Searching for biomarkers that can warn of diseases such as cancer while they are still in their earliest stage is likely to become far easier thanks to an innovative biosensor chip developed by Stanford University researchers.
The sensor is up to 1,000 times more sensitive than any technology now in clinical use, is accurate regardless of which bodily fluid is being analyzed and can detect biomarker proteins over a range of concentrations three times broader than any existing method, the researchers say.
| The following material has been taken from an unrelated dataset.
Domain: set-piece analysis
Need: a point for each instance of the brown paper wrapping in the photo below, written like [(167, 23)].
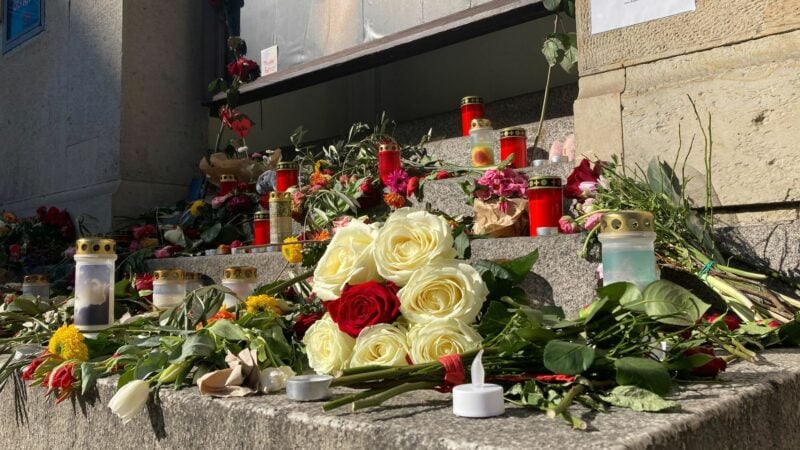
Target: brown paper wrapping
[(491, 221)]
The nanosensor chip also can search for up to 64 different proteins simultaneously and has been shown to be effective in early detection of tumors in mice, suggesting that it may open the door to significantly earlier detection of even the most elusive cancers in humans. The sensor also can be used to detect markers of diseases other than cancer.
“In the early stage [of a cancer], the protein biomarker level in blood is very, very low, so you need ultra-sensitive technology to detect it,” said Shan Wang, professor of materials science and engineering and of electrical engineering.